The layering you sketched matches what I’ve been thinking through too, but I’d draw a sharper line between execution integrity and auditability. Those tend to get collapsed but they’re solving different problems.
Execution integrity is a runtime concern: did the agent act within its sanctioned scope, under the right policy, given the actual inputs it saw? That needs to be captured *before* the action completes otherwise you’re reconstructing it after the fact from logs you don’t fully trust.
Auditability is a downstream concern: can someone else (compliance team, a counterparty, a regulator) independently verify what happened, without trusting your database or your observability stack?
Most implementations conflate the two and end up with auditability that depends entirely on the integrity of the logging system itself. If the logs live in the same infrastructure as the agent, you haven’t really separated the concerns.
The architecture I’ve found cleanest for this: seal the inputs snapshot + ruleset hash + reasoning trace into an HMAC *before* execution, store the receipt separately, and expose a verify endpoint that any counterparty can call independently. The verification doesn’t need to trust the agent host…it just needs the receipt ID and the public verify endpoint.
Curious what layer you found hardest to get right in practice — in my experience the governance layer is well-theorized but the execution integrity layer tends to be where real implementations break down.
Thanks for sharing this — the AWS matrix is a useful way to classify agent systems by autonomy and security scope.
Most frameworks I’ve seen focus on defining security controls around the level of agency.
The angle I’ve been exploring is slightly different: what happens at runtime when the agent actually executes actions.
In practice a lot of failures are not just prompt issues but action issues — the agent calls a tool or triggers a workflow that turns out to be wrong.
So I’ve been thinking about an execution-integrity layer that sits between the agent and external systems.
agent → execution integrity → tools / APIs
The idea is to validate and log actions before they reach real systems, and make the execution trace deterministic so the whole chain of decisions can be reconstructed later.

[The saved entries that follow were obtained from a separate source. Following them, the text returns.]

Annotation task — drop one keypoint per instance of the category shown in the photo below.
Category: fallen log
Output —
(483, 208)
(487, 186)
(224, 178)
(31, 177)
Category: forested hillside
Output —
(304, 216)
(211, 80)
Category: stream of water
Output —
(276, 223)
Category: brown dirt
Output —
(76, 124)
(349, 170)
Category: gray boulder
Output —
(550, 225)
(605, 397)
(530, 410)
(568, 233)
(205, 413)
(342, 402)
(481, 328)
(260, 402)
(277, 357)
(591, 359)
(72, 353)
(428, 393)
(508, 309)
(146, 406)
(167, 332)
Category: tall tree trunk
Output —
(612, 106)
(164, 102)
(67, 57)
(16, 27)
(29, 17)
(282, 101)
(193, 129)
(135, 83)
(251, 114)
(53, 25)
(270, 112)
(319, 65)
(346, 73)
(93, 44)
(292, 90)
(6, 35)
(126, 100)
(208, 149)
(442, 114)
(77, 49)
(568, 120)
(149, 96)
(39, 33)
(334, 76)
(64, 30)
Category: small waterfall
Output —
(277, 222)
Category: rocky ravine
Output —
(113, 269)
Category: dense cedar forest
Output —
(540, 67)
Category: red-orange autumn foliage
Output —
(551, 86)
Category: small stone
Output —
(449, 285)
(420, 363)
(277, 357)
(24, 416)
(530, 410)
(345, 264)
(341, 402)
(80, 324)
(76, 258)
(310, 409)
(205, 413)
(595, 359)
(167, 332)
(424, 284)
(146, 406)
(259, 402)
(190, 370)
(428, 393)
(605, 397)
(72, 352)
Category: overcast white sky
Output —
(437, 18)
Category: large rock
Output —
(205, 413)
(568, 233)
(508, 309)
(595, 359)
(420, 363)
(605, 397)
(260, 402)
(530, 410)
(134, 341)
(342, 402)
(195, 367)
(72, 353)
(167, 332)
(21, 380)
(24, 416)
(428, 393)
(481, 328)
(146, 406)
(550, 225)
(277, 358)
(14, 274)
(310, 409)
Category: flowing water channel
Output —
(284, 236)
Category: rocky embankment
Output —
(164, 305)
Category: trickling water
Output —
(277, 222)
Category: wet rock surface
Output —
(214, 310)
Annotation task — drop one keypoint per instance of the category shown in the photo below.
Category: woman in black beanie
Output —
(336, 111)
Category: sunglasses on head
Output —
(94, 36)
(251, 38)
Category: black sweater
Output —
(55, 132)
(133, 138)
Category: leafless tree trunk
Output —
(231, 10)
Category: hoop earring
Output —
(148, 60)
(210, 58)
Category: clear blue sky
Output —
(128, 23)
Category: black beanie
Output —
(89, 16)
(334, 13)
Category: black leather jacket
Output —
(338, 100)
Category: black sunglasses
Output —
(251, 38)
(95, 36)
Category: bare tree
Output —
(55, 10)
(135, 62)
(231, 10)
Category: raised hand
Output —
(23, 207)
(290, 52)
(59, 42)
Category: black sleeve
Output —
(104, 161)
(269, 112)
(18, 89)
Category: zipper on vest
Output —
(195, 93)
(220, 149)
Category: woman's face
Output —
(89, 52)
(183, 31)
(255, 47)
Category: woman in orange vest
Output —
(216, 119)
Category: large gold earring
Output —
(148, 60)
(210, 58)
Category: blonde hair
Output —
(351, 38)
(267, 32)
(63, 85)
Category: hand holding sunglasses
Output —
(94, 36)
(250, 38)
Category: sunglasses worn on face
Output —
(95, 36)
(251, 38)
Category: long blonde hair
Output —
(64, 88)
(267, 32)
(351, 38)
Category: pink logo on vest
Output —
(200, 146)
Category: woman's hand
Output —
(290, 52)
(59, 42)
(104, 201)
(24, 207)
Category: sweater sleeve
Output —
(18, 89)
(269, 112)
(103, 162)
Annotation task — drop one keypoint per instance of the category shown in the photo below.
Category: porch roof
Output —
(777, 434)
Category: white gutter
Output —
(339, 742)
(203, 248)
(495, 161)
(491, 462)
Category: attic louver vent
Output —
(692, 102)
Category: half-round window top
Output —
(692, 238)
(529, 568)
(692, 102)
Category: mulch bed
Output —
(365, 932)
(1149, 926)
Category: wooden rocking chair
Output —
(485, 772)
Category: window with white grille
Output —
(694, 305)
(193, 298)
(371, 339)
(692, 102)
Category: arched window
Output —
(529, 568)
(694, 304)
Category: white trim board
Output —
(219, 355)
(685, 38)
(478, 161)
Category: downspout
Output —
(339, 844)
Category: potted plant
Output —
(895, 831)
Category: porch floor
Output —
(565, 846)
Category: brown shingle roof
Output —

I’ve been experimenting with this here:
Still early exploration, but the goal is to make execution traces portable across agent frameworks.
Hello @joy7758, apologies for the late reply; I completely missed this thread.
I loved your idea about the execution integrity layer, but for LangChain, have you thought about wrapping it up in dedicated middlewares?
Each Layer get’s own dedicated middleware. I know you want to make it framework agnostic, but for langchain giving support for Middleware might be a great idea.
Thanks — yes, that is exactly the direction I’m considering.
My intention is to keep the core execution-integrity model framework-agnostic: a minimal profile for action validation, execution receipts, trace hashes, and later verification.
But I agree that for LangChain, a dedicated middleware adapter would be the cleanest implementation path.
The structure I’m thinking about is:
a framework-neutral execution receipt / profile;
a LangChain middleware that intercepts tool calls;
pre-action validation before the tool/API is executed;
deterministic logging of the action context, policy/ruleset hash, and result;
a small validator that can verify the receipt independently.
So the LangChain middleware would not replace the portable profile — it would be a reference implementation of it.
I’ll probably start with a minimal middleware demo around wrap_tool_call, since the action/tool boundary is where execution-integrity failures usually become concrete.